China probes former securities regulator

Bloomberg

Liu Shiyu, the former head of China’s securities regulator, is under investigation for suspected law violations and has turned himself in, authorities said.
Liu, who remains a senior Communist Party official, is cooperating with the probe, according to a statement from China’s Central Commission for Discipline Inspection.
He was chairman of the China Securities Regulatory Commission for three years before being replaced in January by Yi Huiman.
Several financial regulators have been brought down in the past few years as President Xi Jinping’s administration kept up a crackdown on corruption. Last year, Yao Gang, the former vice chairman of the CSRC, was sentenced to 18 years in jail for taking bribes and insider trading. Xiang Junbo, the ex-chairman of China’s insurance regulator, was found to have taken bribes of 19.4 million yuan ($2.8 million). He pleaded guilty last year.

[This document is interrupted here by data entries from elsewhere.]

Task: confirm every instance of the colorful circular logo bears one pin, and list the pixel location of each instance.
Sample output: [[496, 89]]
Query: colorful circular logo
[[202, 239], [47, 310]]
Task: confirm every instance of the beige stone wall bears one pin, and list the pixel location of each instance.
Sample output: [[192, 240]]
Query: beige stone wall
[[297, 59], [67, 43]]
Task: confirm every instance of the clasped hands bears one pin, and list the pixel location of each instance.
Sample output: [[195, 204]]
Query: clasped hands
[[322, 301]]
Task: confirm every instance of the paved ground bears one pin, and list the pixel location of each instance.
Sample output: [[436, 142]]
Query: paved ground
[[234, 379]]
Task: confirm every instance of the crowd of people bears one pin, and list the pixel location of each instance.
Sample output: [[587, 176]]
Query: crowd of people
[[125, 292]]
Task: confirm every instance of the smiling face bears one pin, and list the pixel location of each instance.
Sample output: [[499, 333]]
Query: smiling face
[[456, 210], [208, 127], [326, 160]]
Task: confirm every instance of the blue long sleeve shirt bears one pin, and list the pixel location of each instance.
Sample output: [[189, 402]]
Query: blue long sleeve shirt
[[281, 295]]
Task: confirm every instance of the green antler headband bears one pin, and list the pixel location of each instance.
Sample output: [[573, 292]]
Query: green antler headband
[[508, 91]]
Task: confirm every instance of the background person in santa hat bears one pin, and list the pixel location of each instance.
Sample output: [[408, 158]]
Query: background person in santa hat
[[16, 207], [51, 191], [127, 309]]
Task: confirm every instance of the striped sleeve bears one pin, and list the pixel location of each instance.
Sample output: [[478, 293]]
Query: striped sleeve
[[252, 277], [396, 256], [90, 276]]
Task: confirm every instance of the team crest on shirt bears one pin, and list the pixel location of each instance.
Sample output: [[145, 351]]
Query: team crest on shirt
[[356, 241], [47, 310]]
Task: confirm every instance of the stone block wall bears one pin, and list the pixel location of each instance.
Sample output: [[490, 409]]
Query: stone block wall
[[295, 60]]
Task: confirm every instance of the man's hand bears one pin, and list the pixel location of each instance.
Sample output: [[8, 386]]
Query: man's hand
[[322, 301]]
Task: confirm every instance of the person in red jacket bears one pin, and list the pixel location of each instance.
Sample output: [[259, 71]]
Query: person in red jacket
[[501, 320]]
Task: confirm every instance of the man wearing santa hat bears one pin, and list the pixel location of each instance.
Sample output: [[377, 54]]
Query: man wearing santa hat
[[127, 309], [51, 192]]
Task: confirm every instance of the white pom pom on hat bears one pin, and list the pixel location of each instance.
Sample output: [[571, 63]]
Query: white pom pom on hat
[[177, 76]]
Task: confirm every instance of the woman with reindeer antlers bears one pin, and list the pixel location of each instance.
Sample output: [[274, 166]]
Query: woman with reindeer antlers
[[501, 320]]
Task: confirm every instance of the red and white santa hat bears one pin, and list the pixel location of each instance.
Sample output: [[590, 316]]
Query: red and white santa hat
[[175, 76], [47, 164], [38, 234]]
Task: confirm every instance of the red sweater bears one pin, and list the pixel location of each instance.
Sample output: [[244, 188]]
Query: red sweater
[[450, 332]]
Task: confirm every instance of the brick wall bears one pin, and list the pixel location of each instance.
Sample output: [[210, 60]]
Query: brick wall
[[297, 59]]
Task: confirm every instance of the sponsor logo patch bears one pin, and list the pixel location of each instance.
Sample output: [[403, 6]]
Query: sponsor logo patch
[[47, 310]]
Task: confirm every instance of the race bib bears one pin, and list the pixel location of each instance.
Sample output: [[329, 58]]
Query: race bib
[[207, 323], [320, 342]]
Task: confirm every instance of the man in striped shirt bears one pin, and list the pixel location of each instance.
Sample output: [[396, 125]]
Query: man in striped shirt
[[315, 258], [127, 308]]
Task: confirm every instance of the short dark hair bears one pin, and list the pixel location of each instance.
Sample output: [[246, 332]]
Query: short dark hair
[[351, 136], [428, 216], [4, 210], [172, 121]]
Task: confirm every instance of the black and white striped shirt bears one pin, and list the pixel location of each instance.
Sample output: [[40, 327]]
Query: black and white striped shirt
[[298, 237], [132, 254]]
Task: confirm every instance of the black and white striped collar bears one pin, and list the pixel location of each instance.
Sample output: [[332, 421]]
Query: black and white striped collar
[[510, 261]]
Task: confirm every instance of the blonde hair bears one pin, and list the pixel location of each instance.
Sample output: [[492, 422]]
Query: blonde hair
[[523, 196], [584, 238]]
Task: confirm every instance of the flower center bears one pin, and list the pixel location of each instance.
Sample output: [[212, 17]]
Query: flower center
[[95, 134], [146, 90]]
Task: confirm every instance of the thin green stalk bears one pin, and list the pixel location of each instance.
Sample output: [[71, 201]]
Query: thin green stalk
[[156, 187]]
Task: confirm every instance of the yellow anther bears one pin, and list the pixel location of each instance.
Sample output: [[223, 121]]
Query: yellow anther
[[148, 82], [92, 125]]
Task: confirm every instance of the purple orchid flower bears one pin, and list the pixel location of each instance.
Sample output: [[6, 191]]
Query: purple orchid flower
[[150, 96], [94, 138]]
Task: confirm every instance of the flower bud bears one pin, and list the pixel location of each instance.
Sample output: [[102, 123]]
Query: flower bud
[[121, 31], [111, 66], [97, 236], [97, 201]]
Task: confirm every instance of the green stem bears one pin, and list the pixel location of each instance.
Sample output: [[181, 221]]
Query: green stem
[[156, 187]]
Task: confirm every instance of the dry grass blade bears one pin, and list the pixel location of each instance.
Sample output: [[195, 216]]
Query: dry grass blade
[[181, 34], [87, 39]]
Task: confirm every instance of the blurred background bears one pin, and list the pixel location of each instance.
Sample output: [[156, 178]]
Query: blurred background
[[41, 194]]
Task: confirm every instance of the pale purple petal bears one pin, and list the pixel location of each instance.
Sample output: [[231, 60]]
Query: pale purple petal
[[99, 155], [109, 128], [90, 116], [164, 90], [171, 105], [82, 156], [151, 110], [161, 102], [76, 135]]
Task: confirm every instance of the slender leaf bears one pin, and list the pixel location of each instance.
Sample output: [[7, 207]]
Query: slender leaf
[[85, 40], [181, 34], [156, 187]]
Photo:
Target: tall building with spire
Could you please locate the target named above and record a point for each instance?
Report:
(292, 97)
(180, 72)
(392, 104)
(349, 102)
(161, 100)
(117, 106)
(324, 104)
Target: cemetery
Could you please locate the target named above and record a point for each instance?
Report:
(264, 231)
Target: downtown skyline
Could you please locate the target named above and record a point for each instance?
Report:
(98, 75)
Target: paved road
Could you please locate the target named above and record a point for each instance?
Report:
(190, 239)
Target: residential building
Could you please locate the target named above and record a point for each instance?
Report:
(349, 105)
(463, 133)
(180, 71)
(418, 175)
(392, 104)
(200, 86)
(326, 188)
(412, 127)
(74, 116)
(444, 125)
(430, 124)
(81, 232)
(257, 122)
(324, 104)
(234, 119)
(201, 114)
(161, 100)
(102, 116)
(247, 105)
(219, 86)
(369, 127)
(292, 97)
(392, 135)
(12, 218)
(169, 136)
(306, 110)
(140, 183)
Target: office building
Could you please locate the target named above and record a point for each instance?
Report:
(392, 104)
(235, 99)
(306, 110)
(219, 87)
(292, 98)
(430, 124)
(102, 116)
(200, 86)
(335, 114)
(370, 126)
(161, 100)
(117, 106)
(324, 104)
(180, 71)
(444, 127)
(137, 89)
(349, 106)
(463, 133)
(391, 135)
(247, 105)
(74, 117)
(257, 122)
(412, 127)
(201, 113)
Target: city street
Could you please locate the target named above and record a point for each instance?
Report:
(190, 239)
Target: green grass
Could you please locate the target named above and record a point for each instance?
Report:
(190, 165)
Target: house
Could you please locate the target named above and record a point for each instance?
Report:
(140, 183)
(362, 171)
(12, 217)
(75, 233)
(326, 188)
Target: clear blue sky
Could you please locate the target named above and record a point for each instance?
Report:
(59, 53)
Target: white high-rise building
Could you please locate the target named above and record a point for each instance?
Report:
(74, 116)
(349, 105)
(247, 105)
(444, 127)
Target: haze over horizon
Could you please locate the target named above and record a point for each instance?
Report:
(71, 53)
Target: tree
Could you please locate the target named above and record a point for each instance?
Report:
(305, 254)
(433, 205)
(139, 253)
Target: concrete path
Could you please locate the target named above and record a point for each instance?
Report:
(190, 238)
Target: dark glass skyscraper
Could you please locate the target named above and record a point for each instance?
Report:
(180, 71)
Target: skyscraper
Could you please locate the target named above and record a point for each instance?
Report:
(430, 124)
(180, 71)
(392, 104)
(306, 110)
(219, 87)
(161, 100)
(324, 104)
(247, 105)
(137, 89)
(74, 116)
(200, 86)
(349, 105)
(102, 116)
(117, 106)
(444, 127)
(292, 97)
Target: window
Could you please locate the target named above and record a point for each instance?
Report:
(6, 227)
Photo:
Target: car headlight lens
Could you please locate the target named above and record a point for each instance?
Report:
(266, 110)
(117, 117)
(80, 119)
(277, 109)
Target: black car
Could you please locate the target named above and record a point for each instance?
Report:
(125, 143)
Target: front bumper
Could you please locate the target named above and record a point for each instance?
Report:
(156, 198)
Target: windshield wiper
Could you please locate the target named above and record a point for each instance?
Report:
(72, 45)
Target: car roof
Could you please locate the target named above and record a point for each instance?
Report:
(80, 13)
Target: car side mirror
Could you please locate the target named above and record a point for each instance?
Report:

Early in his tenure at the CSRC, Liu vowed take on the “crocodiles” and “barbarians” of the market, presaging a clampdown on market manipulation. Under his watch, the regulator stepped up enforcement, sharply increasing the amount of fines it levied.
Liu joined the Agricultural Bank of China Ltd, the nation’s third-largest lender, in 2014. He had previously been a deputy governor at the People’s Bank of China.